İnsanın doğaya egemen olma isteğinin bir belirtisi değil midir bu? İşte
bu noktada sanatçının felsefesi, dünya görüşü belirmektedir.
On dokuzuncu yüzyılın sanatından örnek
vermek gerekirse, o zamanın toplumsal gerçekçi ve dışavurumcu sanatçısı
Daumier "isyan" adlı tablosunda yaşadığı sürecin sosyal
kargaşalıklarını anlatmak için bir elini havaya kaldırmış, haykıran bir
genci betimlemiş, geri planda bir endüstri kentinin görünümünü
işlemiştir. Daumier'nin bir dünya görüşü vardı ve bu uğurda büyük
özverilere katlanmıştı.
Ancak, her sorumluluk duyan, her dünya
görüşü ve bilgi birikimi olan kişi sanatçı olabilir diyemeyiz.
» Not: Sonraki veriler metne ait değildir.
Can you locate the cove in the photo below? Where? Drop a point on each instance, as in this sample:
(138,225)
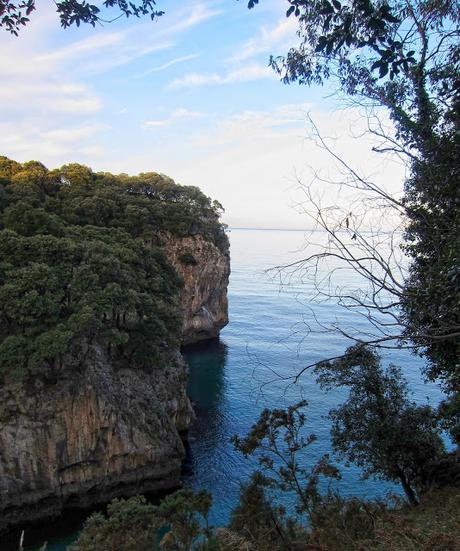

Sanat,
her ne kadar toplumsal bir olaysa da bireyler tarafından yar atıldığı
için ve tek tek bireylere seslendiği için özünde bireyseldir. Burada,
sanatın bireyselleştirildiği, sanatın soylulaştırıldığı ve
yüceleştirildiği anlamında, «sanat için sanat» savunulduğu sanılmasın.
Sanatçı açılarıyla, mutluluklarıyla,
karamsarlık ve umutlarıyla toplumun içinde birey olarak kendi özgün
biçimi ile yaratır sanat yapıtını.
«O, topluma kendi gücüyle ters orantılı
bir yakınlıktadır. Toplumun hem ardında bıraktıklarını görebileceği,
hem de önüne çıkacakları sezebileceği bir yerde. Ve bütün bu
gördükleri, sezdikleri kendisini etkiler, coşturur, düşündürür. Bunları
anlatmak ister. Kendi dili ile.»(3)
----------------------------------------------------------------------------------
1) «Çağdaş Sanat», Sevim Eti, 1971, s. 68.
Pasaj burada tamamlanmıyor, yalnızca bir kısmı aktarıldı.